Call up Freshbikes or google Squandra Coppi they put on a Tuesday and Thursday ride. There is also a Wednesday night right out of Wakefield that is very fast from what I hear that Potomac Velo Club puts on I believe.


----------



## Rob T (May 9, 2007)

ChrisJ83 said:


> Call up Freshbikes or google Squandra Coppi they put on a Tuesday and Thursday ride. There is also a Wednesday night right out of Wakefield that is very fast from what I hear that Potomac Velo Club puts on I believe.

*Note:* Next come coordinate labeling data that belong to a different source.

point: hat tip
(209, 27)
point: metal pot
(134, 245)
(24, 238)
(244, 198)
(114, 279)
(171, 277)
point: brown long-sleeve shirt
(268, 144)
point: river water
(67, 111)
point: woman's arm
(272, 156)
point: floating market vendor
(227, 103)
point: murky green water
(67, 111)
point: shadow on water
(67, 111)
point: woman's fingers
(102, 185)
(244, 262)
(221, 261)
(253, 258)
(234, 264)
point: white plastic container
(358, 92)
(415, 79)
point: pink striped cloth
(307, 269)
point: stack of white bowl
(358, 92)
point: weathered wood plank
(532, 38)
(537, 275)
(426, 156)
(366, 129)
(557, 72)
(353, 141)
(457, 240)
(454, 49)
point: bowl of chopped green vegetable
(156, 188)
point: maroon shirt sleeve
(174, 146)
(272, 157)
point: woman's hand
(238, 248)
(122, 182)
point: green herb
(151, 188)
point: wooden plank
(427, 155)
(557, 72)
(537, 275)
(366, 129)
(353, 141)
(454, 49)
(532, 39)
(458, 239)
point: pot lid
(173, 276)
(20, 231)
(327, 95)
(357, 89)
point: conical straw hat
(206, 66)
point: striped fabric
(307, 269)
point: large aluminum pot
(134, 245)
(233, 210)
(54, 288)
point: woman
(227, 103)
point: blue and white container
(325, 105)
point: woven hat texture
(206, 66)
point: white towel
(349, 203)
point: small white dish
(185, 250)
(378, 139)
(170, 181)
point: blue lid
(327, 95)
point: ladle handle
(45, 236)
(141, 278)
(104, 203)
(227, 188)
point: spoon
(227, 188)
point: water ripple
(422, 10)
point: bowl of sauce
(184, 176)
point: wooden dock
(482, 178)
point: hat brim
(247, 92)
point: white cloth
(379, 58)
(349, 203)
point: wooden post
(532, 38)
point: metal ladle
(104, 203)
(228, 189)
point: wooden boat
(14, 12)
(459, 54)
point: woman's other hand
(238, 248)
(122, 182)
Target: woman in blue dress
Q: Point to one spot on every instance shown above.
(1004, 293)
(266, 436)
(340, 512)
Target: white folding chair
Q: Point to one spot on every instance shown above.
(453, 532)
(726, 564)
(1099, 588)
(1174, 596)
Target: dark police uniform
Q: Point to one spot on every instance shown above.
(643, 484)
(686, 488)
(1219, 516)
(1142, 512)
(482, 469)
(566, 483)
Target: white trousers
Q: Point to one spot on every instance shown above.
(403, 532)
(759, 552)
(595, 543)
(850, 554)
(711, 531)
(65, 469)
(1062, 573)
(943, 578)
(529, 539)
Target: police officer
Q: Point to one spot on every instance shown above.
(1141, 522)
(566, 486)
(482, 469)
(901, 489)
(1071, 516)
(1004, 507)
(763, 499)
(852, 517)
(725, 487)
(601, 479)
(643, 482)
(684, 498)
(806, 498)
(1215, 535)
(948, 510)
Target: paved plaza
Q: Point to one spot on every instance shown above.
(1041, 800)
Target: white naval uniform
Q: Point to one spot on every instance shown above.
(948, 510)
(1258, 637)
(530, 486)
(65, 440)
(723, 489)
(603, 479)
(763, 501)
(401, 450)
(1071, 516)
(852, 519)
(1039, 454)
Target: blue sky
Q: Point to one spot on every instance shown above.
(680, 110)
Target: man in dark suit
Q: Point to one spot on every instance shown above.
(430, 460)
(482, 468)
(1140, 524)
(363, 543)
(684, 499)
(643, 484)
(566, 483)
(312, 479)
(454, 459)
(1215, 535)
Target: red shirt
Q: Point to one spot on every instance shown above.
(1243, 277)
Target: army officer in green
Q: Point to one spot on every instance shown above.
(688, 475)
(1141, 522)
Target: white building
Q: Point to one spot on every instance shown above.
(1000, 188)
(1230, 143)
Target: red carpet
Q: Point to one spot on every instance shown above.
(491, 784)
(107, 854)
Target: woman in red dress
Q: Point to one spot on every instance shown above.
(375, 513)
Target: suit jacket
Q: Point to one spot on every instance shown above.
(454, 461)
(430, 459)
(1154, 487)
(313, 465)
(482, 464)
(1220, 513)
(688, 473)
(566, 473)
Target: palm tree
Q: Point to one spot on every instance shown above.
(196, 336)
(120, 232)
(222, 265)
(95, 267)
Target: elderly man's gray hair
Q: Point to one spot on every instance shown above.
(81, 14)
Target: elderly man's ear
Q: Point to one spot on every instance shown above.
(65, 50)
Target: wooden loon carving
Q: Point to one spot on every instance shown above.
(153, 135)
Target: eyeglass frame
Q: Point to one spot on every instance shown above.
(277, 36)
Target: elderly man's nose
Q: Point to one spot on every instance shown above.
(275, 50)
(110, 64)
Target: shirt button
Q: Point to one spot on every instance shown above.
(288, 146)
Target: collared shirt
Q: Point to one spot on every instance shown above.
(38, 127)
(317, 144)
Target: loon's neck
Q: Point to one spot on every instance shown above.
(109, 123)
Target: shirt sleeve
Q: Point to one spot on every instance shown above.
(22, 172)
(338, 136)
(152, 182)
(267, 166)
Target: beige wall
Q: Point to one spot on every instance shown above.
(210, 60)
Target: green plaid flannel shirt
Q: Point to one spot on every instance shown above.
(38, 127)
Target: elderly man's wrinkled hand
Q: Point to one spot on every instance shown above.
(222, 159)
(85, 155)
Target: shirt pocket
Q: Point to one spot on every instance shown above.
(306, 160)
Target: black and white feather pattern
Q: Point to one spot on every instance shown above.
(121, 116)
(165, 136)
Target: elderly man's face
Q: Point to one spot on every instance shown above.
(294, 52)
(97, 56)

Thank you very helpful leads.


----------



## ChrisJ83 (Jun 14, 2006)

Not a problem. Pretty good coming from a mountain biker huh? Haha. Enjoy sir!


----------



## tsunayoshi (Dec 3, 2009)

ChrisJ83 said:


> Call up Freshbikes or google Squandra Coppi they put on a Tuesday and Thursday ride. There is also a Wednesday night right out of Wakefield that is very fast from what I hear that Potomac Velo Club puts on I believe.


PVC member here....the Wed thing is our annual summer [email protected] MOUNTAIN BIKE series....Tues & Thur out of Wakefield there is a *PPTC* ride called SpeedWorks...I think the Tues ride is more geared towards the faster guys, but I know on Thurs there are multiple levels of rides ranging from eye-bleeding to casual and conversational. The speed of the Thurs eye-bleeding group depends on whether a big race coming up that weekend or not. Still faster than what I can do regardless.

I usually get dropped fairly quickly and end up with an 18-19mph average over 25 miles...some days the eye-bleeding group will average 23-24mph.

My track from last week...first two miles were my lackluster warmup, course starts from the Braddock Rd intersection: PPTC Speedworks - Annandale, Fairfax County, US


----------



## Rob T (May 9, 2007)

*Quick Follow up*

Ended up riding alone from National Harbor to Mt. Vernon via the GW bike path. Very cool. Just to say I rode to Mt. Vernon was great. Took it at moderate pace. Last thing I wanted to do is mess up someone's commute to work. 

Thanks for all the help.


----------



## dcorn (Sep 1, 2011)

That's a decent ride. You shoulda tried going north as well through Old Town and up past national airport into Georgetown.


----------